これらはほんの一例です。「獣医師の診察を受ける」という一番大切なこと以外は自分で判断せずに、速やかに病院へ行きましょう。
まとめ
犬が普段よりもたくさんの水を飲む場合の理由をいくつかご紹介しました。
水は生き物の命を維持するために必要不可欠なものですが、不足していないかだけでなく、どんな風に摂取しているかも観察することが愛犬の健康のために大切です。
一時的ではない多飲多尿の状態が見られる場合には重篤な病気のサインである場合が多いものです。
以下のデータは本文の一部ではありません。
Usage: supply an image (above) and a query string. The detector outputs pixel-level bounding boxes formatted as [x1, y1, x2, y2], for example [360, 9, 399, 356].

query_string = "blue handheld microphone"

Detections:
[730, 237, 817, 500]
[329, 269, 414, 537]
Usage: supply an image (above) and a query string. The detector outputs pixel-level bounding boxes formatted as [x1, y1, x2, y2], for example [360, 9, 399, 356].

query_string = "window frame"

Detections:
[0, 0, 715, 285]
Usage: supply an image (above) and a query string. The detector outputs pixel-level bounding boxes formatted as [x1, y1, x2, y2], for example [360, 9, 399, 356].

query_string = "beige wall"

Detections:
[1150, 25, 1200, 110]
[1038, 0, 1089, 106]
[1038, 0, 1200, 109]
「心配になって病院に行ったら何ともなかった」と笑い話になることと「軽く考えて様子見をしているうちに取り返しのつかないことになった」と嘆くことは比較することすらできません。
愛犬が普段はどのくらいの水を飲んでいるのかを把握しておき、何か異変があった時にはすぐに気がつけるようにしておきたいですね。